Сказание о Майке Парусе

22
18
20
22
24
26
28
30
* * *

И снова, как в тот последний приход Маркела домой, сидели они рядком — мать и сын — родные, любящие души.

— Исхудал-то, господи! Одне мощи остались...

— Ничего, мама! Моли бога — жив остался, — бодрился Маркел. — Были бы целы кости, а мясо нарастет!

— Да иде же прятать-то теперь тебя, сынок? К нам ить уже разов десять с обыском приходили.

— Что-нибудь придумаем. Двум смертям не бывать — одной не миновать.

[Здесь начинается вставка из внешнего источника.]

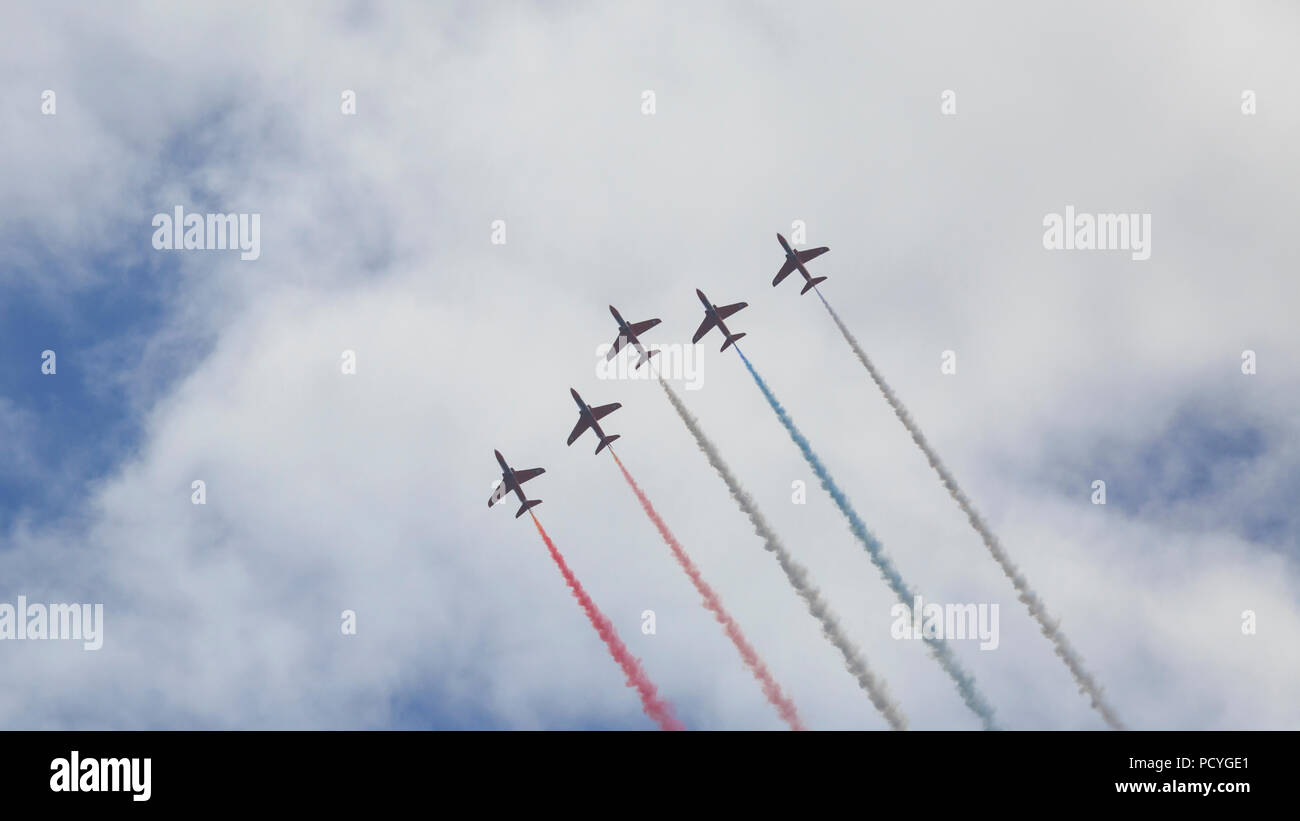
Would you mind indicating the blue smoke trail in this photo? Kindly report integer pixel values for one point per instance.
(943, 654)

От материнского глаза да чутья ничего не скроешь, заметила Ксения Семеновна: что-то переломилось в сыне, а вот в какую сторону — сразу не определишь. То был жалостливый, как девчонка: курицу, бывало, станет дочь Мотренка рубить (она-то, Ксения Семеновна, тоже крови боится: одного поля ягоды), так Маркелушка, бедный, аж на полати запрячется.

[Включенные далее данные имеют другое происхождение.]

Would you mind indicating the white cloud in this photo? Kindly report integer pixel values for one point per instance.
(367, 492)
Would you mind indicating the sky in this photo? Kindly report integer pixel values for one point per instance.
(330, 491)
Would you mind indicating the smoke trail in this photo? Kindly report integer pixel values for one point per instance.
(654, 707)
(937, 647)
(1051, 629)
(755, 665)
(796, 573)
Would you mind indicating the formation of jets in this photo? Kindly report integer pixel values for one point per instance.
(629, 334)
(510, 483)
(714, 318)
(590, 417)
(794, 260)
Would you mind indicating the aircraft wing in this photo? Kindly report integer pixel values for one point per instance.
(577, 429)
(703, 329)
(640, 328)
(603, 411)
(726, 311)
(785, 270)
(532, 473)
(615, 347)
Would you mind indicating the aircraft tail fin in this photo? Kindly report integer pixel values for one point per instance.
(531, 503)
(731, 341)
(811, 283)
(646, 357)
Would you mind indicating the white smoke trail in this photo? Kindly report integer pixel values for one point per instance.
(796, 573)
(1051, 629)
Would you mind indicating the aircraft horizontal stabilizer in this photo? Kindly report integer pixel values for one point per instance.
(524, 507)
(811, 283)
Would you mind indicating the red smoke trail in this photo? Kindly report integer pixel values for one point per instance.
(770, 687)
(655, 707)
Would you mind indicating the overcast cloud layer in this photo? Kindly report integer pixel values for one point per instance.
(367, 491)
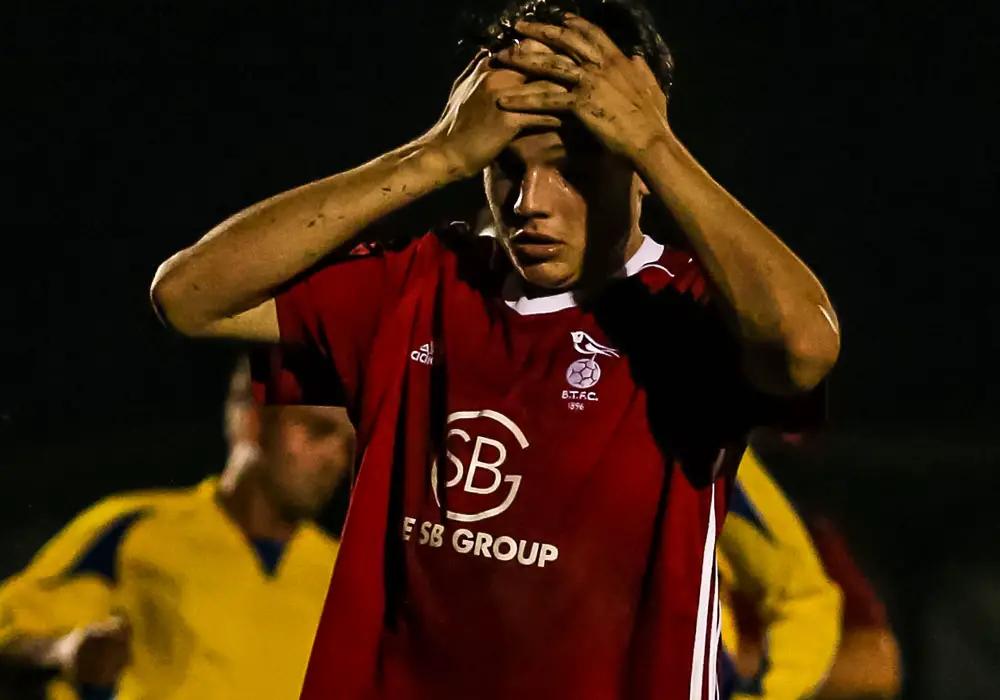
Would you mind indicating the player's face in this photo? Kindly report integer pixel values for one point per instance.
(563, 206)
(306, 451)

А тут заявился спокойный такой, уверенный, даже веселинка в серых глазах промелькивает, — будто не стерегла его ежечасно смерть, будто узнал он, понял что-то такое, что важнее и выше смерти и что ей, матери, понять не дано...

Сидели они, думали-гадали: куда податься, где спрятаться Маркелу. Зима на дворе... Это летом — каждый кустик ночевать пустит. Поговаривали в деревне, что где-то в урманах прячутся беглые мужики, которых колчаки за глотку взять хотели. Будто целый партизанский отряд там создали. Только, кто знает, где его искать? Да и слаб Маркел больно: отощал — кожа да кости. Подкормиться бы дома маленько, а то загинет в пути...

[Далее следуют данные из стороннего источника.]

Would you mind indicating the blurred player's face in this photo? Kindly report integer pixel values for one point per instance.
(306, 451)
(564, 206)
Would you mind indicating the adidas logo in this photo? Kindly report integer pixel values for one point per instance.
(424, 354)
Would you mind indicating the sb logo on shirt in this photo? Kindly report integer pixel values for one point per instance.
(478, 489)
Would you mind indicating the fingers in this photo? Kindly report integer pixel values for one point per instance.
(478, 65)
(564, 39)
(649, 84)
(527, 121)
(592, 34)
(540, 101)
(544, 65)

— Эх, в медведя бы сейчас тебе, сынок, превратиться, в берлогу бы залечь до весны! — грустно пошутила мать. — Лежал бы да лапу посасывал...

— А ведь дело говоришь! — встрепенулась вдруг Мотренка. — Стожок сена у нас за сараем наметан. В нем берлогу братке изладить можно — мягко, тепло, и мухи не кусают!..

— Партизан надо искать, а не о берлоге думать, — оборвал сестру Маркел. — Сейчас нет у меня желания лапу сосать — другие аппетиты появились...

Но пока так и сделали. До рассвета, крадучись от соседей, выдергали в слежавшемся сене дыру, внутри стожка что-то наподобие балагана оборудовали: лопотины всякой натаскали, керосиновый фонарь приспособили.

Днем лаз притрушивали сеном да снежком присыпали, а в ночное время Маркел мог и на воле погулять.

Но недолго такая благодать была. Снова нагрянул как-то утром урядник Ильин с тремя понятыми. Обшарили избу, сарай, чулан — все вверх дном перевернули. А Ильин свое:

— Дома он, сукин сын, некуда ему больше деться!

Кто знает, может, пронюхал какой недобрый человек и донес, только никак не хотел уходить Ильин на этот раз с рухтинского подворья. Сам на чердак лазал, боров жирный, матерился там и чихал от пыли так, что на всю деревню слышно было. Мотренка ему: ты, мол, Платон Егорыч, в трубу залезь — там он, братуха, где же боле? Так он на нее хрюкнул, глазищами по-волчьи зыркнул да и направился к стогу... Вынул шашку — и давай в сено пырять.

Ксения Семеновна застонала, без чувств повалилась... Дочь ей рот платком закрыла, в избу заволокла и дверь на засов.

Один из понятых, Леха Маклашевский, видно, заметил эту возню и обо всем догадался. Был он ровесником Маркела, в детстве они дружили. До колчакии Леха служил стражником лесной охраны, а когда Ильин собрал в Шипицине отряд белой милиции — подался к нему под начало. Должно, проснулась в нем жалость к другу детства, а может, Мотренка причиною была: пялился он на нее частенько, на вечеринках ухаживать пытался. Как бы ни было, а только кинулся он к стогу, тоже саблю вынул:

— Давай-ка я, Платон Егорыч!

И начал пырять... Всех других плечом отталкивает, а сам от усердия аж на колено припадает, по самое плечо руку с шашкой в сено сует. Лаз-то, видать, заметил, да мимо, мимо старается.